Jakarta (Indonesia Window) – Pandemik COVID-19, karantina di rumah dan jam malam telah berdampak pada hubungan keluarga di Arab Saudi.
The Gulf News mengutip Talal Muhammad Al-Nashiri, seorang pekerja sosial dan kepala Asosiasi Terapi Jeddah, mengatakan hubungan perkawinan berbeda setiap orang. Keluarga cenderung menjadi lebih koheren dan lebih kuat ketika terjadi ancaman eksternal terhadap individu, keluarga atau masyarakat.
“Kami mengamati kohesi anggota masyarakat dan solidaritas mereka dalam menghadapi penyakit, epidemik dan bencana, dan inilah sifat manusia yang bersatu dan menunjukkan kohesi yang lebih besar terhadap pengaruh eksternal. Kami juga mengamati sebagian besar anggota masyarakat yang menerapkan isolasi dan peduli terhadap keselamatan anggota keluarga dan masyarakat,” katanya seperti dikutip dari Saudi Gazette.

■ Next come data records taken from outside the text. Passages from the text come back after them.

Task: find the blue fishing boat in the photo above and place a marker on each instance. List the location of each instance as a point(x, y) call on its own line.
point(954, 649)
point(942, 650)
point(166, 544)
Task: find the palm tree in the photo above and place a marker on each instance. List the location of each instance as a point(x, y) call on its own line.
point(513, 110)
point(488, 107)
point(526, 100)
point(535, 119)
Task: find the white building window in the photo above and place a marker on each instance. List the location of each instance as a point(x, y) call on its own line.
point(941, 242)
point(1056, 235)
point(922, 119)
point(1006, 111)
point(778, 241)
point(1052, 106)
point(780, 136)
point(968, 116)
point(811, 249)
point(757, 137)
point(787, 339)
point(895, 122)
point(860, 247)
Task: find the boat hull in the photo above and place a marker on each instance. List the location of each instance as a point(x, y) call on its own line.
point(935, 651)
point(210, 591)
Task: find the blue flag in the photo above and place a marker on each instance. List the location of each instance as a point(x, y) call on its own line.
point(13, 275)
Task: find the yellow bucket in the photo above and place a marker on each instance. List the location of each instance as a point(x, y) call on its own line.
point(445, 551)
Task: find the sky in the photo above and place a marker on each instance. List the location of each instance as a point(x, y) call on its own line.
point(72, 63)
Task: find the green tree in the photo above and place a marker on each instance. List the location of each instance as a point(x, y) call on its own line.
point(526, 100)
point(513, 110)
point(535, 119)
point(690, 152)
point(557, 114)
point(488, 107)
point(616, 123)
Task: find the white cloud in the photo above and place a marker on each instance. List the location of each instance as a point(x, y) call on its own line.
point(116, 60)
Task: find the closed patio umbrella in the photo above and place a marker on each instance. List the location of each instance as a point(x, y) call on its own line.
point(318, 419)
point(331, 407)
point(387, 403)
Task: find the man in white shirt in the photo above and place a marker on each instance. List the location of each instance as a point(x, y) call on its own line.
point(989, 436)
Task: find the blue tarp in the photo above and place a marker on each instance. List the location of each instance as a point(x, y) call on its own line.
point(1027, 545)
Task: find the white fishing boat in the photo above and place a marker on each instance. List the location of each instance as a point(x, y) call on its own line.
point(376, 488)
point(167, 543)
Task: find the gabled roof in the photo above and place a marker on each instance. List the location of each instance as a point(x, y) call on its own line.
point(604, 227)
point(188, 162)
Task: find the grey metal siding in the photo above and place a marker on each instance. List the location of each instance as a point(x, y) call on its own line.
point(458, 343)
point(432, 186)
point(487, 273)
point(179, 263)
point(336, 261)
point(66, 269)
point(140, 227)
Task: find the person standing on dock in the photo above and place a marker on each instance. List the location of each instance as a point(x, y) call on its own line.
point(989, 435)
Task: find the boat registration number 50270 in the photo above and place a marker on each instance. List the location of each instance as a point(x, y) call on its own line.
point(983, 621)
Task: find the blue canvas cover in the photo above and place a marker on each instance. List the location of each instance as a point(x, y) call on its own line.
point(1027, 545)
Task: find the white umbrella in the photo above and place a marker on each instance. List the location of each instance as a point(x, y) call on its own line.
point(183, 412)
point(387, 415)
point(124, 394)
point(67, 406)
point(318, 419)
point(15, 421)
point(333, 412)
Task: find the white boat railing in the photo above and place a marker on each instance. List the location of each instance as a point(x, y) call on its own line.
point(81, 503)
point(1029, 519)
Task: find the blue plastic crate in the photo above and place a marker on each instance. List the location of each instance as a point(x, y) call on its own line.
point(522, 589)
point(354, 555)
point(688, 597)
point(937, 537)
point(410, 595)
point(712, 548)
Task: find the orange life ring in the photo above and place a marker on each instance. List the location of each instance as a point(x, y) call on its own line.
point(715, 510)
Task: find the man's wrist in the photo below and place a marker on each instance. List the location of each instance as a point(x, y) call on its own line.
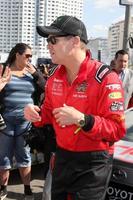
point(81, 121)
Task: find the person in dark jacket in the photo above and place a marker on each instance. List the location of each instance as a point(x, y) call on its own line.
point(25, 86)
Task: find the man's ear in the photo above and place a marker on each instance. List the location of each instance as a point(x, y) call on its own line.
point(76, 40)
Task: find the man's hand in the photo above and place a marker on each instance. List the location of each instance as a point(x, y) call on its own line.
point(67, 115)
point(31, 113)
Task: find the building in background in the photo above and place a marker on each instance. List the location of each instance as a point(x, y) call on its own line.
point(99, 49)
point(115, 37)
point(18, 20)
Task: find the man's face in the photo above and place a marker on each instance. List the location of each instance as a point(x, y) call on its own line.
point(60, 48)
point(121, 62)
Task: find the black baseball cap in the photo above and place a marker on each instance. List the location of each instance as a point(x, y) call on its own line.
point(65, 25)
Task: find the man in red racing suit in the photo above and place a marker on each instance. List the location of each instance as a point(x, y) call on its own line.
point(84, 102)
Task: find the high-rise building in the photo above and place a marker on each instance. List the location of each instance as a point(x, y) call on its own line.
point(115, 37)
point(18, 20)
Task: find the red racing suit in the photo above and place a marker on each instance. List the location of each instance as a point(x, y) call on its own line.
point(96, 91)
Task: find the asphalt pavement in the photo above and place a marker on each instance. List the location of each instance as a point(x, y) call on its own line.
point(15, 187)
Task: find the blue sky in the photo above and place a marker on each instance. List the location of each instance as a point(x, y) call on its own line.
point(98, 15)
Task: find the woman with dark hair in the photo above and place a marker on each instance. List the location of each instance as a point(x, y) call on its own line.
point(25, 82)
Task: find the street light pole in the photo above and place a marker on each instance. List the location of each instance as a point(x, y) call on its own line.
point(126, 27)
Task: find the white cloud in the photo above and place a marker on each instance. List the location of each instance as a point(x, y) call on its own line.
point(98, 30)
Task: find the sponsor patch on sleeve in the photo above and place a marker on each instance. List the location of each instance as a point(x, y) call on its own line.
point(117, 106)
point(118, 118)
point(115, 95)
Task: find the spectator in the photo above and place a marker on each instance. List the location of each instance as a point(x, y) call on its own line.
point(125, 74)
point(25, 82)
point(4, 79)
point(82, 103)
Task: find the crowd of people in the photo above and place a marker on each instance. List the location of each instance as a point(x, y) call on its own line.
point(80, 100)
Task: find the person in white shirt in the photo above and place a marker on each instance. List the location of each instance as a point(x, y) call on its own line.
point(124, 73)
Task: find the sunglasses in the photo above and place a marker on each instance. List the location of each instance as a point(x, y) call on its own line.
point(28, 55)
point(54, 39)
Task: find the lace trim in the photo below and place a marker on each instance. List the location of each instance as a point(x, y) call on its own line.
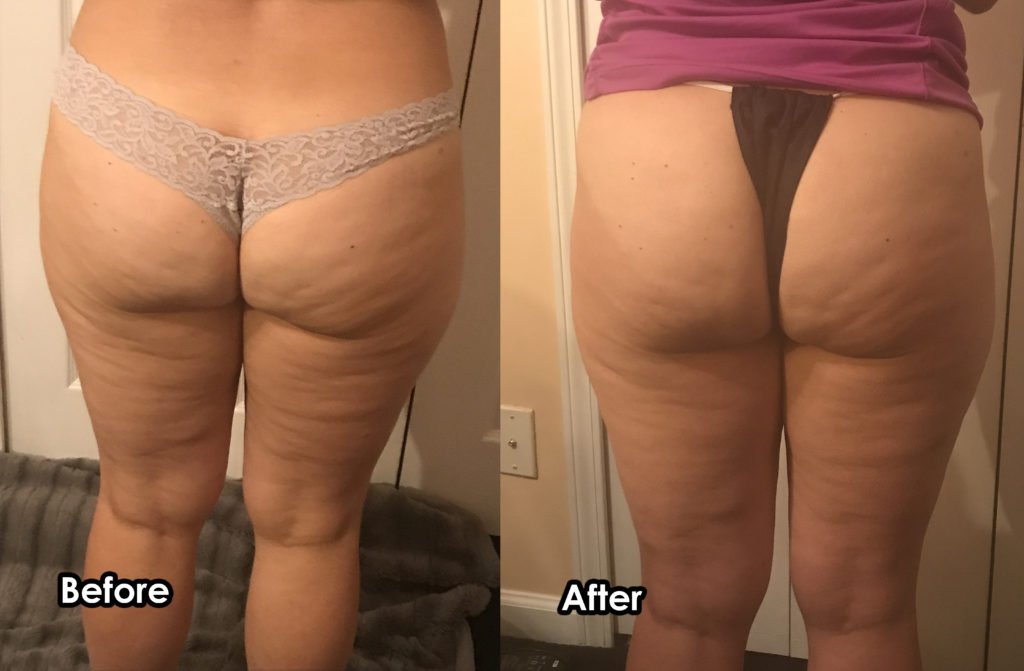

Dari sudut pandang ini, Talal menambahkan, isolasi memperkuat hubungan keluarga dan meningkatkan ikatan keluarga karena partisipasi mereka dalam semua masalah kehidupan.
Sebelum pandemik terjadi, jumlah pernikahan di Arab Saudi berkisar antara 285 dan 938.
Gulf News yang berbasis di Dubai mengutip angka resmi dari Pemerintah Arab Saudi yang menyebutkan, 13.000 pernikahan digelar di kerajaan tersebut pada Februari. Angka ini meningkat lima persen dari pada bulan yang sama tahun lalu.
Data tersebut menunjukkan 45 persen dari total pernikahan dibuat di Makkah dan Riyadh.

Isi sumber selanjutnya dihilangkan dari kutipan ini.